Chuck Bartlett
Chuck Bartlett is a senior majoring in journalism. He is a Collegian columnist. His e-mail address is cjb215@psu.edu.
  The Digital Collegian - Published independently by students at Penn State
OPINIONS
[ Wednesday, July 10, 2002 ]

My Opinion
Soon-to-be-graduating senior gives advice

Freshman. I hate you with the fury of one thousand raging hell fires. Why? Because you make me feel old. But rather than chastise you (you have enough to worry about already) I shall impart some practical pearls of wisdom I've garnered during my four years at University Park.

I was once a skinny punk with blond streaks in my hair walking about this immense institution of higher education with no clue as to what the heck was going on. Three weeks from graduation I see myself as a wise old sage seeking to educate you before your professors have a chance to.

First of all, don't stress. You are going to be bombarded with papers, exams and reading assignments that have the potential to render your social life a non-existent facet of your days. For example, one Wednesday you might have a speech, a paper and an Italian exam.

All you have to do to avoid going postal is study your Italian and do the speech and paper on something you are interested in. When I was a freshman, I did a paper on the legalization of marijuana for English 15, a speech on how to yo-yo for Speech Communications 100, and still got a B on my Italian exam. The beautiful thing about college is you can write or speak about absolutely anything as long as you have some idea what you are talking about. You can even fake it and still come off sounding intelligent.

You can give a speech on the South American cousin to the llama (the alpaca) or write a paper on how darts is the only sport where drinking improves your aim (it's true -- I've conducted several experiments) as long as you kind of know what you're talking about.

Secondly, every single professor you have will automatically assume that they are your only professors and that their classes are your only ones. It's as if all the professors meet in a secret society and schedule every major grade-determining assignment at the same time.

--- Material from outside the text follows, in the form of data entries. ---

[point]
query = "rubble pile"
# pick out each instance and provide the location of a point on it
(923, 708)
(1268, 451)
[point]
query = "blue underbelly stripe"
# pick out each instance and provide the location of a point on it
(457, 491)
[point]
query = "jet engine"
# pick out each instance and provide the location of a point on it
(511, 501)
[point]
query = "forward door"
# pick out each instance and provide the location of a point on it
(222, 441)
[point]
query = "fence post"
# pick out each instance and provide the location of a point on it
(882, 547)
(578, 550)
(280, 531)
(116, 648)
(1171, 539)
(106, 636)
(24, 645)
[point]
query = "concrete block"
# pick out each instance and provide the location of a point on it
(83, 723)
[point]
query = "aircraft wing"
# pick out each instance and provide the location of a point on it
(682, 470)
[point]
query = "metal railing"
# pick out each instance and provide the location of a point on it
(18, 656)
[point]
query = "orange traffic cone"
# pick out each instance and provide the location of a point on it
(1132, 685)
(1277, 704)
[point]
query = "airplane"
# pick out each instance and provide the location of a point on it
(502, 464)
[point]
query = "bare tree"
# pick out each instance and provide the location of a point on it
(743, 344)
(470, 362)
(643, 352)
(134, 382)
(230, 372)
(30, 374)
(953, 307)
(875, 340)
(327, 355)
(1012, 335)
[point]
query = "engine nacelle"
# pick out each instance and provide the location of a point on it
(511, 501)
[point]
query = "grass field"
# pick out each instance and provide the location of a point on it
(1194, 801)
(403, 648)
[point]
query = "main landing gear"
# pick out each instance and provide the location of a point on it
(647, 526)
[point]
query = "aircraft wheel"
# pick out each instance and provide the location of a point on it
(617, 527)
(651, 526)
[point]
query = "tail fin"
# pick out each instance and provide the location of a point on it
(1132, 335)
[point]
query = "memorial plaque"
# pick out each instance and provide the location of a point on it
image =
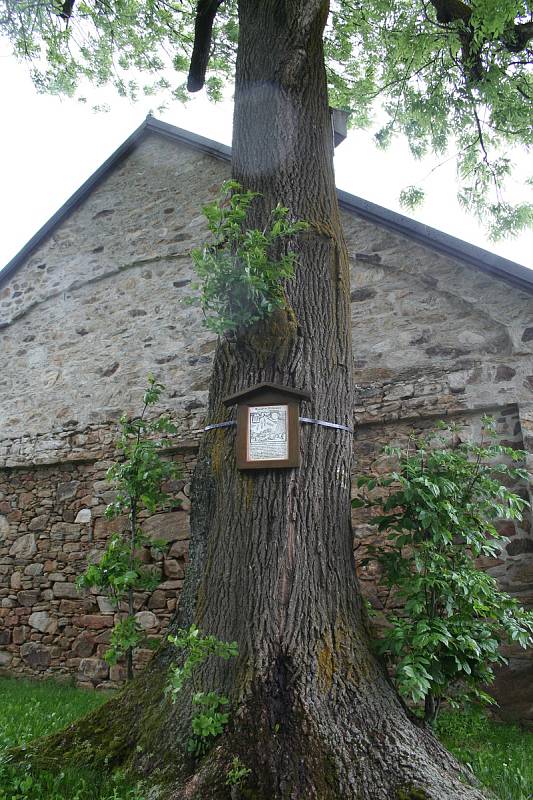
(268, 433)
(268, 427)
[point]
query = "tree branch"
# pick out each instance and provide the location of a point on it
(515, 38)
(206, 11)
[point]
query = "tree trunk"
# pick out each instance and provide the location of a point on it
(271, 562)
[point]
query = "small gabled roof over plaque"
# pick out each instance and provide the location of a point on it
(279, 388)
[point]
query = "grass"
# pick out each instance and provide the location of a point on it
(500, 755)
(30, 709)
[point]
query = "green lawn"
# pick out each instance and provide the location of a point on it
(29, 709)
(500, 755)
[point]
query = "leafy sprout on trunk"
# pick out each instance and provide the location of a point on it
(243, 270)
(436, 510)
(139, 478)
(212, 715)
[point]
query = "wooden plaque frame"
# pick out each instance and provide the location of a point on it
(268, 394)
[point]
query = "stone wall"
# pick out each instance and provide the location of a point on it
(52, 525)
(97, 306)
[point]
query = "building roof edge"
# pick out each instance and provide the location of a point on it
(484, 260)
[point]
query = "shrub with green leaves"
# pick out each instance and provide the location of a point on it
(437, 510)
(243, 270)
(212, 716)
(139, 479)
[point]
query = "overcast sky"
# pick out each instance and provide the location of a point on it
(49, 146)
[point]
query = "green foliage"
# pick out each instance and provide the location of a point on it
(211, 718)
(438, 508)
(208, 722)
(500, 755)
(139, 479)
(33, 709)
(456, 81)
(237, 773)
(242, 279)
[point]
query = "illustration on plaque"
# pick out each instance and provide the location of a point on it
(268, 438)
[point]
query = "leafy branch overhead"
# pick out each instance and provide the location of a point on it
(450, 75)
(243, 270)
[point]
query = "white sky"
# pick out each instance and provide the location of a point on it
(49, 146)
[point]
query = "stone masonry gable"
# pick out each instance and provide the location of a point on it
(95, 307)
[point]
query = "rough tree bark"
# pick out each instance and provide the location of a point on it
(271, 563)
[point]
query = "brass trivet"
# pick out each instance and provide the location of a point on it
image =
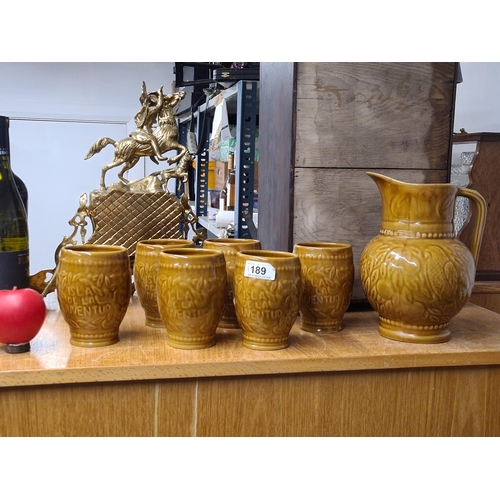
(130, 211)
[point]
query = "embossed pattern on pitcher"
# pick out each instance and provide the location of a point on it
(328, 278)
(422, 284)
(415, 273)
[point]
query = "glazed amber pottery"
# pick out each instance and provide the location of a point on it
(267, 289)
(191, 294)
(328, 279)
(230, 247)
(415, 273)
(94, 285)
(146, 273)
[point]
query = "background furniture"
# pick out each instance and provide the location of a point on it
(484, 173)
(324, 124)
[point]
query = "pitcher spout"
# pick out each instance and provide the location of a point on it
(414, 209)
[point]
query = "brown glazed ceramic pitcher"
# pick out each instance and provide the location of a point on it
(415, 273)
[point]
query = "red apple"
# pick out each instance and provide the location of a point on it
(22, 313)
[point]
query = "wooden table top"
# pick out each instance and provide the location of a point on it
(143, 354)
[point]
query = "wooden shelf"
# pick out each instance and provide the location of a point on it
(143, 353)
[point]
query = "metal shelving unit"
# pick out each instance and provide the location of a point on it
(242, 101)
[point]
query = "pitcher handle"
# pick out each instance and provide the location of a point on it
(479, 219)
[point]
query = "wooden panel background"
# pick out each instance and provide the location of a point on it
(344, 205)
(449, 401)
(374, 115)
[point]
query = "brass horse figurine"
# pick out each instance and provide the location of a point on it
(128, 151)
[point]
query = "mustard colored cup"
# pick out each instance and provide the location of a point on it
(146, 273)
(267, 289)
(328, 279)
(191, 292)
(94, 286)
(230, 248)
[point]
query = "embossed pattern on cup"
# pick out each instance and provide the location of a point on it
(267, 308)
(230, 247)
(146, 274)
(328, 278)
(94, 286)
(415, 273)
(191, 294)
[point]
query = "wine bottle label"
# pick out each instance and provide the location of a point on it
(14, 270)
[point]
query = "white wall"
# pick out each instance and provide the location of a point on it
(57, 111)
(477, 107)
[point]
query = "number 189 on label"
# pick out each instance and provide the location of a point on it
(260, 270)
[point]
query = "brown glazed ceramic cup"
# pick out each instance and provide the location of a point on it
(267, 289)
(94, 286)
(146, 272)
(230, 247)
(191, 294)
(328, 278)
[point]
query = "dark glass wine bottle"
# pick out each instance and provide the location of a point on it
(14, 247)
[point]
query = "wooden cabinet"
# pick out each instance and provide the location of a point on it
(323, 125)
(354, 383)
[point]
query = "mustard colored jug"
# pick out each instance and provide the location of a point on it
(416, 274)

It's downright treachery.

This will give you an opportunity to hone your skill of reading people, a skill that each and every one of you has a chance to develop. By the third week of class you should have determined what type of work and effort your professors expect. From personal experience, this gives you a B- -- at least.

Third, I consider what I'm about to tell you now a personal favor and I expect something in return. These are some of the "best" classes to take. For some quick GQ's (general quantification credits if you don't know) take Math 35, the history of math, or as I like to call it "math with no numbers."

There is no more beautiful thing, no more exquisite privilege, no more life-saving grade altering GPA boosting phenomena than "the curve." I hope you experience its captivating powers one day. For some science credits, take STS 150, or "Out of the Fiery Furnace." When I took it, it met two days a week and Thursday was "movie day." I don't want to tell you anymore because the university might come down on these classes and make them harder. And I don't want to be the jerk who ruins it.

The bottom line is this: You are about to spend four years in a place with thousands of people are into the same things you are.

Pass your classes.

Get your degree.

Enjoy your four-year window of no responsibilities.

If you don't understand me now, wait until you're three weeks from graduation and read this again.